I thank the noble Lords, Lord Browne of Belmont and Lord Weir of Ballyholme, for saying what it is like on the ground. These two noble Lords have lived with this over the last 20 years. They have seen it introduced. They have seen how it works for local authority and general elections and I thank them for that. I think the rest of us who are not living in Northern Ireland can never have that knowledge of how it works and how we can make it work in this country.

There was quite a lot of talk from the noble Baroness, Lady Pinnock, and others on support for local authorities to deliver this. Of course, we are aware of the pressures faced by local authorities—and the concerns that the Local Government Association brought up, I think, only yesterday—and their ability to deliver these changes. But we have been working very closely with them and, as I think my noble friend Lord Hayward said, this is not the beginning of it; this has been going on for a good seven months with the legislation there and they knew that this was coming along the line. We have been working with the sector. We have been planning the implementation of this policy and not only that we have been giving additional funds to local authorities so that they can carry out the new duties. The Government remain confident in their ability to successfully deliver these changes.

The noble Baronesses, Lady Pinnock and Lady Fox, and many others, said that the Electoral Commission’s budget would be inadequate for communications. The Electoral Commission’s budget for the January communications campaign is over £5 million, which will be supplemented by £4.75 million in funding for local communications—for local authorities to communicate in their own areas.

If this legislation goes through, the Electoral Commission will start its campaign in the middle of January. It will be national and across all types of national media, but local authorities will also have the money to do local campaigns. Along with national government, they do local campaigns very well to get voters to register for voting. This will be added to those campaigns, and I have every confidence that with the money they have, local government and the Electoral Commission will be able to deliver that.

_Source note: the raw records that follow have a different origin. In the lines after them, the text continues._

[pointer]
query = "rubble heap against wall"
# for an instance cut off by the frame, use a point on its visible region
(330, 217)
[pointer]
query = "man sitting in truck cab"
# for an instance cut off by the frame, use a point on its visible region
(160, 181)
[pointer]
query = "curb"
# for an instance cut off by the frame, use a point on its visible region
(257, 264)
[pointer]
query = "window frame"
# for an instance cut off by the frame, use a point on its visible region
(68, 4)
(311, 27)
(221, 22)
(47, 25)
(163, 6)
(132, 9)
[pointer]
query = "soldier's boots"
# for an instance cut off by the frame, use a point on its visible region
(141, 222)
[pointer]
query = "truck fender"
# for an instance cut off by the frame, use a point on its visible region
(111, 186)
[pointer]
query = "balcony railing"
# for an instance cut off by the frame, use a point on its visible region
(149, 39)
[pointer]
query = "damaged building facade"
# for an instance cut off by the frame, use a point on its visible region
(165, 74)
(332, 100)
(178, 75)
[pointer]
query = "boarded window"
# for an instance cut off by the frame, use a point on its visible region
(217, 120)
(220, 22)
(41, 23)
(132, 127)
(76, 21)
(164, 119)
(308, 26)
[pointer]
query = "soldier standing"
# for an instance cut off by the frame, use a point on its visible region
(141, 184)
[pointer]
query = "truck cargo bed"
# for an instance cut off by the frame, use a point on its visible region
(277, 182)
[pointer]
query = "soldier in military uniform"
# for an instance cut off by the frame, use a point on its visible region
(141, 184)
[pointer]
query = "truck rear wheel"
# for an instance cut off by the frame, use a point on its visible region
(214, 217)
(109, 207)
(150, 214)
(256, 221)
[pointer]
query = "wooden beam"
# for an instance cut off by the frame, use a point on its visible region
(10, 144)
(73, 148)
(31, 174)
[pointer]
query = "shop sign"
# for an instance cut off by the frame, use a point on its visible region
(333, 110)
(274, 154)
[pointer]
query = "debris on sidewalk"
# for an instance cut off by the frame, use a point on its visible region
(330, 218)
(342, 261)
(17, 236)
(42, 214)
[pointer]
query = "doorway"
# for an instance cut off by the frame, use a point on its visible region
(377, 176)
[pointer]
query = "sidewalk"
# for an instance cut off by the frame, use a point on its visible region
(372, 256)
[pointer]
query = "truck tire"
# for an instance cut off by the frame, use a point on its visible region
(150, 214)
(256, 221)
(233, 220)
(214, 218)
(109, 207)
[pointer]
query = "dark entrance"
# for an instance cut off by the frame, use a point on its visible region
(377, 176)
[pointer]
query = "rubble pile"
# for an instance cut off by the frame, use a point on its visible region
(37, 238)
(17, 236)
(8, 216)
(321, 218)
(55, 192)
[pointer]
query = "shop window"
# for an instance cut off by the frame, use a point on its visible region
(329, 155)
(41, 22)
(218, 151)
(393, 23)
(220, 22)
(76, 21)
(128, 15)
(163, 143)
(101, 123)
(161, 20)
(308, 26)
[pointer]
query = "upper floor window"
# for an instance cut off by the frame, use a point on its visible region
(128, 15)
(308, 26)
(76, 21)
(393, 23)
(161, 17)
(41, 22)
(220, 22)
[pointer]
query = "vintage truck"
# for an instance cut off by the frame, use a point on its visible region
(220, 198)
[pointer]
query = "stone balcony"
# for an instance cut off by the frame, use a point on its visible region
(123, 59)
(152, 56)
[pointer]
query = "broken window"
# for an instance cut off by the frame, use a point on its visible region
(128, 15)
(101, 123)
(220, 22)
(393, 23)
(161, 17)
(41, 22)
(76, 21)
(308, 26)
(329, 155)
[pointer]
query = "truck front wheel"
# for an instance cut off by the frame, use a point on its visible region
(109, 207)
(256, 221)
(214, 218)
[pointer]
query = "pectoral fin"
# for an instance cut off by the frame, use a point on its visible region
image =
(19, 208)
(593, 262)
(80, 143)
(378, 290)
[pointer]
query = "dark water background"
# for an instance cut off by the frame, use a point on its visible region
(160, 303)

My noble friend Lord Strathclyde is absolutely right. As I said, these arguments have all been had, but, as it came up again, I will repeat the point about the manifesto commitment. Voter identification was in the manifesto, and photo identification became a government discussion because it was found in our pilots to be the only approach that increased voter trust and confidence, which are key aims for this policy. We talked about it a lot during the discussions on the Bill, and I reiterate it now in case noble Lords think that we got it wrong again. We know what we said, and we know why we put in photo ID.